The Canadian household sector’s net worth fell by $443.4 billion to $11,293.9 billion in the first quarter, according to Statistics Canada.

The federal agency said the value of financial liabilities rose $14.3 billion, while financial assets fell $532 billion.

“Equity and investment funds were the main contributor to the drop in financial assets, shrinking 15.5 per cent to $2,450.0 billion, the lowest level since the third quarter of 2016. The decrease in equity and investment funds can mostly be attributed to downward revaluations (-$426.2 billion), as investors reacted to increased economic uncertainty. On the domestic side, the Toronto Stock Exchange (TSX) decreased 21.6 per cent by the end of the first quarter, including a 17.7 per cent monthly decline in March. However, the TSX showed signs of recovery after the quarter, recovering some of the lost ground in April (+10.5 per cent). As global stock markets experienced considerable losses, Canadian investors shed a record dollar amount of foreign shares from their holdings in March and saw the value of their holdings decline significantly. On a per capita basis, household net worth fell from $309,735 to $297,266,” it said.

“Currency and deposit assets increased 3.2% in the first quarter, the largest quarterly increase recorded, as households reacted to the effects of the COVID-19 pandemic. The household savings rate increased from 3.6 per cent to 6.1 per cent in the first quarter, mainly as a result of a record decrease in household spending (-2.1 per cent). The household savings rate is aggregated across all income brackets; in general, savings rates are higher for higher income brackets.

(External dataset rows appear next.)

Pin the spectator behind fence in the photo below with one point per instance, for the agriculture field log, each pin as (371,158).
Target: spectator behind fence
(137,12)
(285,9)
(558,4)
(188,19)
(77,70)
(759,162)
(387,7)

“The value of non-financial assets grew $102.9 billion in the first quarter, largely attributable to an increase of $77.4 billion in residential real estate, with strong price growth in January and February 2020 that carried through to the end of the quarter. Residential sales volumes, reflecting activity in the housing market, were 37.3 per cent higher in January and February 2020 than the same period in 2019. Meanwhile, March 2020 saw a year-over-year increase of 22.0 per cent in sales volumes relative to March 2019.”

The report said the household debt service ratio—measured as total obligated payments of principal and interest on credit market debt as a proportion of household disposable income—dropped from 14.81 per cent to 14.67 per cent, with total debt payments declining 0.6 per cent.

“Household credit market debt as a proportion of household disposable income rose from 175.6 per cent to 176.9 per cent. In other words, there was $1.77 in credit market debt for every dollar of household disposable income,” it said.